I sat down in my armchair at home after a long day's work on the market and thought about the fresh rumour I had heard. The marketplace was always the best place to hear the latest rumours, especially so here in Constantinople.




The news wasn't good news. The Saracens had captured Edessa, a city we had worked so hard to capture on the crusades years before. I had answered the Pope's call back then, just as thousands of others did. With a sigh, I sat back and lost myself in the memories of my past. What I fool I had been.




I grew up in the village of Plomion in northern France. As a child, I seldom travelled further than a mile from the village, and when I did, the belt was often applied to me when I returned. My mother died when I was eleven, but I still remember her kind, loving face as if I saw it yesterday. My father brought me up, but he didn't care much for me except for as another pair of hands at the farm. He died from a fever when I was sixteen and I inherited the farm.




All that changed two years later in 1096, when a priest of Amiens came to our village. His name was Peter the Hermit. Peter rode into our village alone on a donkey and made a speech on the village green. I cannot recall the words, and it isn't really important, but it was something along the lines of "barbarian hordes pillaging our cities unchecked, ransacking our temples in Jerusalem itself" and "The Pope calls you to do your duty to God and protect the Holy Land, and all your sins are forgiven!
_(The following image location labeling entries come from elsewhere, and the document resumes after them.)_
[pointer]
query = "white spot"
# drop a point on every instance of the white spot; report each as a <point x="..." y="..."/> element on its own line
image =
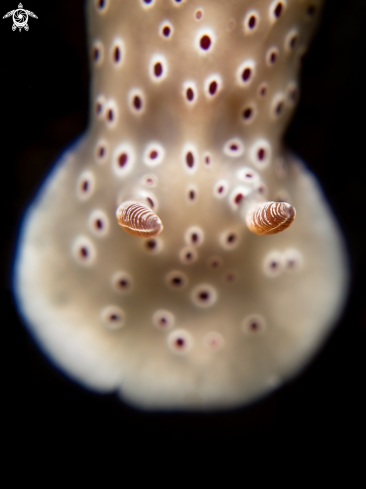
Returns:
<point x="153" y="154"/>
<point x="213" y="341"/>
<point x="260" y="153"/>
<point x="204" y="295"/>
<point x="123" y="160"/>
<point x="276" y="10"/>
<point x="158" y="69"/>
<point x="136" y="101"/>
<point x="147" y="4"/>
<point x="190" y="93"/>
<point x="262" y="90"/>
<point x="111" y="113"/>
<point x="214" y="262"/>
<point x="188" y="255"/>
<point x="149" y="180"/>
<point x="166" y="30"/>
<point x="207" y="159"/>
<point x="85" y="185"/>
<point x="205" y="40"/>
<point x="101" y="151"/>
<point x="100" y="106"/>
<point x="180" y="342"/>
<point x="121" y="281"/>
<point x="84" y="251"/>
<point x="293" y="260"/>
<point x="229" y="239"/>
<point x="194" y="236"/>
<point x="273" y="264"/>
<point x="149" y="199"/>
<point x="212" y="85"/>
<point x="101" y="6"/>
<point x="198" y="14"/>
<point x="97" y="53"/>
<point x="192" y="194"/>
<point x="176" y="279"/>
<point x="247" y="175"/>
<point x="253" y="325"/>
<point x="238" y="196"/>
<point x="272" y="56"/>
<point x="189" y="158"/>
<point x="98" y="223"/>
<point x="251" y="22"/>
<point x="234" y="147"/>
<point x="117" y="52"/>
<point x="245" y="73"/>
<point x="178" y="3"/>
<point x="221" y="189"/>
<point x="278" y="105"/>
<point x="152" y="245"/>
<point x="163" y="320"/>
<point x="291" y="40"/>
<point x="113" y="317"/>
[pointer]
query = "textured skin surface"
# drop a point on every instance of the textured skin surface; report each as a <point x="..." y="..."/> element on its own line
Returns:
<point x="292" y="283"/>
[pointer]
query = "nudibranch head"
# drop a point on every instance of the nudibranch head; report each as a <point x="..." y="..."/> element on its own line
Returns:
<point x="215" y="294"/>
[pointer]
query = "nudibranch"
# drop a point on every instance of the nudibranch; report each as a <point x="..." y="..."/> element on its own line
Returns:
<point x="179" y="254"/>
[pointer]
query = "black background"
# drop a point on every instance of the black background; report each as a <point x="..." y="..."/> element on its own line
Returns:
<point x="44" y="88"/>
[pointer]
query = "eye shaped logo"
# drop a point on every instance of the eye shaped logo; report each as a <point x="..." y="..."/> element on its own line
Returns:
<point x="20" y="17"/>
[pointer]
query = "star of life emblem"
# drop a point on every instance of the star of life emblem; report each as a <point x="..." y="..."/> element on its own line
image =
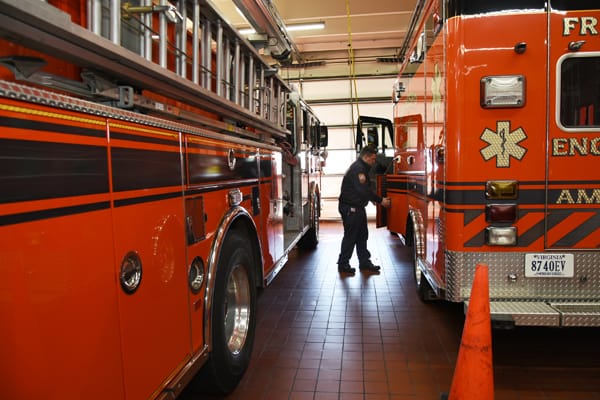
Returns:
<point x="503" y="144"/>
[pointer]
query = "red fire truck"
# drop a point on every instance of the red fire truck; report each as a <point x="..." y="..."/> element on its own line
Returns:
<point x="155" y="172"/>
<point x="492" y="156"/>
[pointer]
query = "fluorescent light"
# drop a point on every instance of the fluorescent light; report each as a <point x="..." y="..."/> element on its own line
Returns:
<point x="290" y="28"/>
<point x="305" y="27"/>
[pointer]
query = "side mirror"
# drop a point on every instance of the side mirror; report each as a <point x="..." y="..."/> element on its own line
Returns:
<point x="323" y="136"/>
<point x="398" y="90"/>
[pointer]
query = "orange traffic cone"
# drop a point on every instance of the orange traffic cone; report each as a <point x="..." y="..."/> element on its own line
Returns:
<point x="474" y="374"/>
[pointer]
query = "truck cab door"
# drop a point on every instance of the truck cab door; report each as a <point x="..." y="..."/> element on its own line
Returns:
<point x="377" y="132"/>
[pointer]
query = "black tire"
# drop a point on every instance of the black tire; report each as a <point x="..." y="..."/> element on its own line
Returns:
<point x="233" y="317"/>
<point x="422" y="286"/>
<point x="310" y="239"/>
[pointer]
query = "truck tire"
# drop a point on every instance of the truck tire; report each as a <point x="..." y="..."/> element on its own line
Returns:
<point x="424" y="291"/>
<point x="233" y="317"/>
<point x="310" y="239"/>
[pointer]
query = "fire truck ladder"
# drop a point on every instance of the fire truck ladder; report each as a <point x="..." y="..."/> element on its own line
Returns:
<point x="187" y="52"/>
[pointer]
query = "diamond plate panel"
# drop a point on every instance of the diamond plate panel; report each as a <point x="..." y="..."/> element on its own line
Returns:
<point x="507" y="278"/>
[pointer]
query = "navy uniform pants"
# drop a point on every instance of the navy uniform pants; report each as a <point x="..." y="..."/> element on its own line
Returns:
<point x="356" y="233"/>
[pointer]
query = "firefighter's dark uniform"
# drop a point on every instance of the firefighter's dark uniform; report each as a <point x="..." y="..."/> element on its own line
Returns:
<point x="356" y="192"/>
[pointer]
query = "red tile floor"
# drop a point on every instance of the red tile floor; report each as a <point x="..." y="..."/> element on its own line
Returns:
<point x="324" y="336"/>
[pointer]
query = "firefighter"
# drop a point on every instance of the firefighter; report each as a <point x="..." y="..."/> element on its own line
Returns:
<point x="355" y="194"/>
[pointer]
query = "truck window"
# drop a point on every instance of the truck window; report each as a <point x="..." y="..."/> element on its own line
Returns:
<point x="580" y="92"/>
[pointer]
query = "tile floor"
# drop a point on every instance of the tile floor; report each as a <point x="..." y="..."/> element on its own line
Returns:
<point x="323" y="336"/>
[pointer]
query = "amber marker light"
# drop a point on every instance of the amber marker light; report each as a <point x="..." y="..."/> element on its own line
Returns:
<point x="501" y="190"/>
<point x="501" y="236"/>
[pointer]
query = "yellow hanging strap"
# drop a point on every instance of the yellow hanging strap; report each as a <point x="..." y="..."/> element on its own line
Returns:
<point x="352" y="71"/>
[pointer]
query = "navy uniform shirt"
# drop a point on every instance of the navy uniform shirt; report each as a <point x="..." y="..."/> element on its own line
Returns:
<point x="356" y="187"/>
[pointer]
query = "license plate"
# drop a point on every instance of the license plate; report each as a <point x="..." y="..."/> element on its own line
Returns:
<point x="549" y="265"/>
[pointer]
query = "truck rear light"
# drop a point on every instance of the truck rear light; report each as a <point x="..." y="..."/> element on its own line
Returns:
<point x="502" y="91"/>
<point x="501" y="190"/>
<point x="501" y="212"/>
<point x="501" y="236"/>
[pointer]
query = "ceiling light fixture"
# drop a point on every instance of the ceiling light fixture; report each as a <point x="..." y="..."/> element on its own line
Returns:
<point x="305" y="27"/>
<point x="290" y="28"/>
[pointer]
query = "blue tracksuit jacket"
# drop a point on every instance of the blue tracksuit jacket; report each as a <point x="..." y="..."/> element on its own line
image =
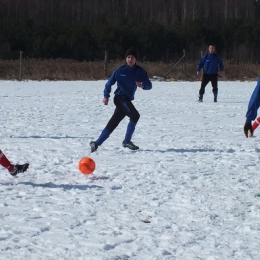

And if you die an untimely death, you'll spend an eternity in Eternal Paradise!" The speech ended with "Deus vult!", "God wills it!"




The speech put a fever into my heart, and that of my fellow villagers. We were drawn in by the promises of loot and land, adventure, honour and glory, or God. Many of us immediately joined Peter, who, we discovered, actually already had an army of over ten thousand with him. Some of us didn't even stop to collect what little food we had from our houses. I ran all the way to my farmhouse and packed my entire stock of food and dug out the sword, leather helmet and wooden shield which had belonged to my great grandfather who fought in the French Army. When my sweetheart Laura heard the news, she of course wanted to come with me, and there was nothing I could do to stop her. And I have spent the rest of my life regretting it.




Though my fellow villagers and I were hardly alone on crusade, we stuck together and seldom spoke to people from other villages.